Epidemiological studies have shown that depression and anxiety are common throughout the life cycle (14). Studies among children, adolescents, and adults, carried out in the community, in primary care, and in treatment settings, have shown that anxiety and depression are closely related (59). When self-report rating scales for anxiety and depression are used, typically two or three dimensions of symptoms are found, in which symptoms of depression, or of negative affect, emerge as distinct dimensions. However, in these same studies very high correlations (r=0.50–0.70) between anxiety and depression are found (59). When anxiety and depression are assessed at syndrome or diagnostic levels of caseness, high correlations remain. When categorical definitions and strict operational criteria are used, high levels of comorbidity between anxiety disorders and depression are found (1012). Moreover, studies of adults suggest that both disorders often share common risk factors and that similar interventions may be effective (7, 1316). These findings have prompted discussion as to the validity of the current classification of mental disorders, with critics suggesting that a dimensional approach may be more appropriate than a categorical classification (7, 13).
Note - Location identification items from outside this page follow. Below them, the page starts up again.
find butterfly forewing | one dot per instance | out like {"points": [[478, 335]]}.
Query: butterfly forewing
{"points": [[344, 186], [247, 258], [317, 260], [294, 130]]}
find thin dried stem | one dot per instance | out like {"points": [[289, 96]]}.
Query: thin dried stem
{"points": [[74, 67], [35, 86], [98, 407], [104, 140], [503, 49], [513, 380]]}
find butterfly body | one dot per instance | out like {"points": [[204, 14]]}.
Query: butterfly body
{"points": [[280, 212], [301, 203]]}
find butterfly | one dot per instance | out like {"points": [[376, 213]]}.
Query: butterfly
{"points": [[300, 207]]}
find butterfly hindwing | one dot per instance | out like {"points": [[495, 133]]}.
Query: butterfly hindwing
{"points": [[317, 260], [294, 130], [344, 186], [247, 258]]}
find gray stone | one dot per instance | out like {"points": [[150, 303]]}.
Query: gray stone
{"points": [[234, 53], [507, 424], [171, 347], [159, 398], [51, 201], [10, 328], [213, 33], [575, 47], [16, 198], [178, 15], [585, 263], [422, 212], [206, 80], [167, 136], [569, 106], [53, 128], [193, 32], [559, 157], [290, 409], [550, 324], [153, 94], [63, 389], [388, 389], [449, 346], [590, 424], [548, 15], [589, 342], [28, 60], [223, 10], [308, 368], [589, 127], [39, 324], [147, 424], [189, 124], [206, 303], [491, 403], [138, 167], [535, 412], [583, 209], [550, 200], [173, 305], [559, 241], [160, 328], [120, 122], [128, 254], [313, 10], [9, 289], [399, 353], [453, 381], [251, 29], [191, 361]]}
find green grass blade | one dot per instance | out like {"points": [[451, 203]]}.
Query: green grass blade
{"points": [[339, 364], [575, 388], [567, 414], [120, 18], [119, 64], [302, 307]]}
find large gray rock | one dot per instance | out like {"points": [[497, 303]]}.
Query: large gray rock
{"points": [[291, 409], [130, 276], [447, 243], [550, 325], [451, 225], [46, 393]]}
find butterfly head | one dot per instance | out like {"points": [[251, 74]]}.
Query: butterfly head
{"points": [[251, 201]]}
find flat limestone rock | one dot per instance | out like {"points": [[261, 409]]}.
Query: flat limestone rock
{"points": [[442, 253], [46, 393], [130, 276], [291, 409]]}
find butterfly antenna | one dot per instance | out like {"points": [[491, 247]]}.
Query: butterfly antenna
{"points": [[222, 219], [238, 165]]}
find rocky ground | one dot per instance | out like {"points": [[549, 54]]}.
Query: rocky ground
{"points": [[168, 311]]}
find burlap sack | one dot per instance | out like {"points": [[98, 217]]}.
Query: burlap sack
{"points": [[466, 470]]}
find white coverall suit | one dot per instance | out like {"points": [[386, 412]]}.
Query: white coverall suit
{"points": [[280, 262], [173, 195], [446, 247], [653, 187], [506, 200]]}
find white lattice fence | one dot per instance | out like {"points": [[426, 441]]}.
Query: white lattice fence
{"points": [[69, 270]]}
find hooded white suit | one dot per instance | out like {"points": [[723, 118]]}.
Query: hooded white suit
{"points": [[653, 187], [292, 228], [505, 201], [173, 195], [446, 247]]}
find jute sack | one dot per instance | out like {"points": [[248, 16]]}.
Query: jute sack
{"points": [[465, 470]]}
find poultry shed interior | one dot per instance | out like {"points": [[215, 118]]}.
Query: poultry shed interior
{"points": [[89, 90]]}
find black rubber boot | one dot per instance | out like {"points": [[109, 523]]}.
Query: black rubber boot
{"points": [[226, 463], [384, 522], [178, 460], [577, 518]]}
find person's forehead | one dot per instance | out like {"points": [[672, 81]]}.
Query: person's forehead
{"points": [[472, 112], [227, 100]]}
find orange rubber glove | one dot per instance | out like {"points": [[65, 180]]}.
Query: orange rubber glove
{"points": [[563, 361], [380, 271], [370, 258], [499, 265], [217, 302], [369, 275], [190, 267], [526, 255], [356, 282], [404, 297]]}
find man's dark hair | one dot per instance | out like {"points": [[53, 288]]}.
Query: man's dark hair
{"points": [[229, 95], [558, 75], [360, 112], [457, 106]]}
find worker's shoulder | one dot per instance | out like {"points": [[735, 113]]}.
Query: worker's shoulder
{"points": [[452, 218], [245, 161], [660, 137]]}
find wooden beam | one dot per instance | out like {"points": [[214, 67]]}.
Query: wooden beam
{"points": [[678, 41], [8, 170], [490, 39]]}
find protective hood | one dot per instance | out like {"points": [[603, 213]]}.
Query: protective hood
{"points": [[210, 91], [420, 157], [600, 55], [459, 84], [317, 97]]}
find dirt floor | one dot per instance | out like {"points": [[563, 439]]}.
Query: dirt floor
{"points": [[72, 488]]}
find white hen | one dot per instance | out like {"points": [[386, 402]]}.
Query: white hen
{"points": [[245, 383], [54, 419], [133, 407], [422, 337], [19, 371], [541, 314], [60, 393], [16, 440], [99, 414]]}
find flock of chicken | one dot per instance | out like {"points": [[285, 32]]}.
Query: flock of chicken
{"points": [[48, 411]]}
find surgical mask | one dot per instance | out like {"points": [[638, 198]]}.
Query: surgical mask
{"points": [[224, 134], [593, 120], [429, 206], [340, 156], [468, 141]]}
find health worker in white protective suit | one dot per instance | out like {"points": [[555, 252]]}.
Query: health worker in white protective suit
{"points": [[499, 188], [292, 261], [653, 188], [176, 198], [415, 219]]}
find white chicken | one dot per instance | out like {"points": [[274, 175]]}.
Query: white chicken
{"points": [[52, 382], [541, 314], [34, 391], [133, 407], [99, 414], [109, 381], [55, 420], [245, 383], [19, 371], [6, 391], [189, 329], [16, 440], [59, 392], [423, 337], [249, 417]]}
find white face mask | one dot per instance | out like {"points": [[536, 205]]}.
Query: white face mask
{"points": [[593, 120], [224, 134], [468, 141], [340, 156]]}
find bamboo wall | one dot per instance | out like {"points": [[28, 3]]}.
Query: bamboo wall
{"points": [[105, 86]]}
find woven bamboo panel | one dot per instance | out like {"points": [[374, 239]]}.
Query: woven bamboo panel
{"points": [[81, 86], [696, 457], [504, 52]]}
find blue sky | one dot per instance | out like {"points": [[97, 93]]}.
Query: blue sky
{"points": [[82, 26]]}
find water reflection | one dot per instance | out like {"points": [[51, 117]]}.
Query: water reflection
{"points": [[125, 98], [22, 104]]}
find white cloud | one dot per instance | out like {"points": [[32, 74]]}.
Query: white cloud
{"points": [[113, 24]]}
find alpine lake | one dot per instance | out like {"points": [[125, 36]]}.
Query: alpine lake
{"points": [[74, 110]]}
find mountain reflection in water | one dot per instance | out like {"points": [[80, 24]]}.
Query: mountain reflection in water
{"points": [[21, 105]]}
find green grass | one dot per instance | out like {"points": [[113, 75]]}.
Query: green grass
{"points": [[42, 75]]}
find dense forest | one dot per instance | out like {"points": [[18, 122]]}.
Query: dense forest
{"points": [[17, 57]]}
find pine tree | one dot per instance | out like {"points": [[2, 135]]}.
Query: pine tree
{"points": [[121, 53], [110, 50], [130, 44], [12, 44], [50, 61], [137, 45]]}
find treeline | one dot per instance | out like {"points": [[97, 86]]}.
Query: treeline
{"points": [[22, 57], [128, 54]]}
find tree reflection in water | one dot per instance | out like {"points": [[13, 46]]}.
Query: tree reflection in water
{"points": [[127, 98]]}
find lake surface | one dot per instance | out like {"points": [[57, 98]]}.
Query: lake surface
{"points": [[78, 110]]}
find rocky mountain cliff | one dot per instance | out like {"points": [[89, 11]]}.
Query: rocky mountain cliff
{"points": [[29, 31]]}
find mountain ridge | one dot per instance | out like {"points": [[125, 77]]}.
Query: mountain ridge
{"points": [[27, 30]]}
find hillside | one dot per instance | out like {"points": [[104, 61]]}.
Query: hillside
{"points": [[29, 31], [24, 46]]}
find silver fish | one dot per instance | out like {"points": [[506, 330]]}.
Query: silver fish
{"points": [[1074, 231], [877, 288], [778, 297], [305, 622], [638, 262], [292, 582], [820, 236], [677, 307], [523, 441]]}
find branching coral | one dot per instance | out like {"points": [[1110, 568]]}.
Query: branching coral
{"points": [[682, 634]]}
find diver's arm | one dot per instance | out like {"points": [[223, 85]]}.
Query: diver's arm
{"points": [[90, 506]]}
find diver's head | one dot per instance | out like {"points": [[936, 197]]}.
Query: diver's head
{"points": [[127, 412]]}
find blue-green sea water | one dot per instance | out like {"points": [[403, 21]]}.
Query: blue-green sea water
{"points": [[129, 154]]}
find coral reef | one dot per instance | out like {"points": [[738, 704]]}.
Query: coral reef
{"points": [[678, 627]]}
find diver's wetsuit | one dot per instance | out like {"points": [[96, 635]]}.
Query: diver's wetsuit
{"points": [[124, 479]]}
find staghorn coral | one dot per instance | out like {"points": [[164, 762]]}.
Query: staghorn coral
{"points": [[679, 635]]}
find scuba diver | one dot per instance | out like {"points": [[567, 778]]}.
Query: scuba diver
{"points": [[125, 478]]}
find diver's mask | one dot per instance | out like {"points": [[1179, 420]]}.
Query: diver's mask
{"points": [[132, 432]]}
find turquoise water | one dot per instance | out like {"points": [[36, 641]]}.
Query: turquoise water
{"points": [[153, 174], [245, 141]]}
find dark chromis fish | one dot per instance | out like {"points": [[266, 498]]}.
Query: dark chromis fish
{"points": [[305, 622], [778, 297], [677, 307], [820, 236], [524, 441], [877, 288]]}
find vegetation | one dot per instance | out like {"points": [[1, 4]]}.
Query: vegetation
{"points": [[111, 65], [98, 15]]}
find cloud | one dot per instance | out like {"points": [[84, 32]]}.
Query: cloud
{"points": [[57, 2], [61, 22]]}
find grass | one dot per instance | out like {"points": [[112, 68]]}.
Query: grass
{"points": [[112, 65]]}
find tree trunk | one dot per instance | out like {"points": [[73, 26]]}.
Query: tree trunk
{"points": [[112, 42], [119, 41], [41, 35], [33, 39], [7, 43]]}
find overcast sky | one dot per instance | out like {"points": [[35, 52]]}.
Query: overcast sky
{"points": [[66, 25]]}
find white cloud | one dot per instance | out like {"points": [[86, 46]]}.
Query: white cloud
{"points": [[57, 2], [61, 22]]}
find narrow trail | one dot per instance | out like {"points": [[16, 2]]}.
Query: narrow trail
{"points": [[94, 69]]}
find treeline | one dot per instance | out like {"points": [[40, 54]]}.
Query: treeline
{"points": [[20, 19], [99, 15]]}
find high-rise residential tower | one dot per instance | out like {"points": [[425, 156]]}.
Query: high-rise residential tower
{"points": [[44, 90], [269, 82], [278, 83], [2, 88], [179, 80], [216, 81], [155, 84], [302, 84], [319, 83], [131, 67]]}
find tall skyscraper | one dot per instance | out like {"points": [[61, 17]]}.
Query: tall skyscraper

Most of the research fuelling the debate about classification has been carried out among younger adults. In late life, dementia and depression have been studied widely (17, 18), while anxiety disorders have received far less attention (1921). Different patterns of comorbidity may be expected among the elderly than among younger adults because of the fact that the exposure to and the impact of risk factors changes with age. Previous studies suggest that factors indicating longstanding vulnerability, such as family histories and personal histories of affective and anxiety disorders, become less important among the older old; this may be so because the most vulnerable elderly selectively leave the population (3, 4, 22). On the other hand, deteriorating physical health and cognitive decline represent prominent risk factors for the development of anxiety and depression in later life (23, 24). The net effect is that although the pattern of underlying risk factors changes dramatically with age, prevalence rates of anxiety disorders and depression are quite stable (3, 4, 2527).

The primary aims of the present study were to assess co-occurrence and communality of risk factors associated with anxiety disorders and depression in the elderly. Although high levels of comorbidity were expected, the patterns of risk factors associated with pure anxiety and pure depression were expected to differ.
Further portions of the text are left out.